“Obviously that movie was disappointing,” the video game company boss told IGN. “That said, it actually sold more catalog. So, I don’t think it hurt at all, if anything I think it may have helped a little bit. It does highlight something that I’ve spoken about many times which is the difficulty of bringing our intellectual property to another medium.”
Adapting the Borderlands game was clearly pretty difficult, despite recruiting an all-star cast led by Oscar winner Cate Blanchett. The Lionsgate film got saddled with a PG-13 rating, which suited neither the game nor Roth’s sensibilities. And the story simply didn’t connect with either actual gamers or uninitiated audience members. (In The A.V. Club‘s D+ review, Jarrod Jones wrote that casual viewers would leave the theater “feeling as though they were looted of a brain cell or five.”)

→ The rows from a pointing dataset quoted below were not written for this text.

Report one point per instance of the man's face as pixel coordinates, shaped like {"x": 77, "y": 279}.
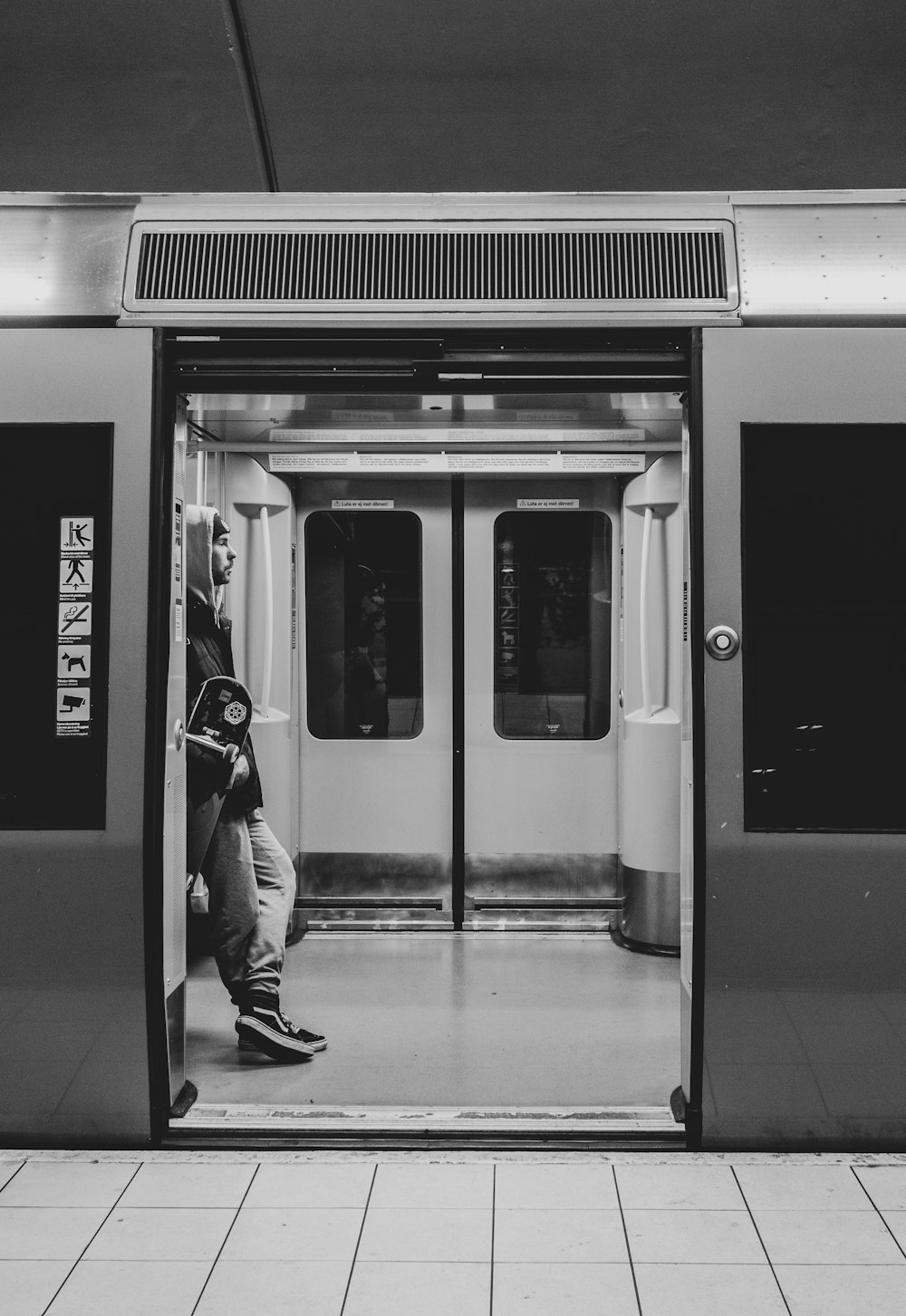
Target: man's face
{"x": 221, "y": 560}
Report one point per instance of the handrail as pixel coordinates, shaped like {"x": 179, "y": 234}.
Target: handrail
{"x": 269, "y": 613}
{"x": 643, "y": 612}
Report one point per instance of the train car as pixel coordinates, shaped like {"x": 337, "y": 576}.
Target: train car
{"x": 568, "y": 595}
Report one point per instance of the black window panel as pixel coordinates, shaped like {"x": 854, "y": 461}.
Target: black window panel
{"x": 363, "y": 625}
{"x": 552, "y": 625}
{"x": 49, "y": 779}
{"x": 824, "y": 627}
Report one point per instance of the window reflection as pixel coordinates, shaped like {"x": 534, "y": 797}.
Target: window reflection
{"x": 552, "y": 625}
{"x": 363, "y": 624}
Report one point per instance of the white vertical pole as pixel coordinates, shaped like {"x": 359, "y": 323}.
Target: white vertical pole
{"x": 643, "y": 612}
{"x": 269, "y": 615}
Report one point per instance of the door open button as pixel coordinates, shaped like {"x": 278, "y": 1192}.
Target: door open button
{"x": 722, "y": 642}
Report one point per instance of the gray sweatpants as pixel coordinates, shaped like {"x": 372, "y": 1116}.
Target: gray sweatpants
{"x": 253, "y": 886}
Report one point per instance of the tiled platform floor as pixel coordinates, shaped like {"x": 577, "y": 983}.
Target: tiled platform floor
{"x": 429, "y": 1234}
{"x": 452, "y": 1019}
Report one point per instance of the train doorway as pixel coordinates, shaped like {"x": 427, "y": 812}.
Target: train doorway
{"x": 458, "y": 677}
{"x": 459, "y": 619}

During a Take-Two earnings call on Wednesday (in which the company shared that Borderlands 4 is expected sometime between April 1, 2025 and March 31, 2026), Zelnick said it has “selectively licensed intellectual properties,” citing a pending Bioshock deal. Obviously, the company “would prefer to have a huge hit,” but “we didn’t have a financial exposure to the negative” on Borderlands, he said (via Variety). “So we are selective for exactly the reason that you just cannot control these outcomes. And we prefer to control our own destiny,” Zelnick said. “However, we still will license selectively.”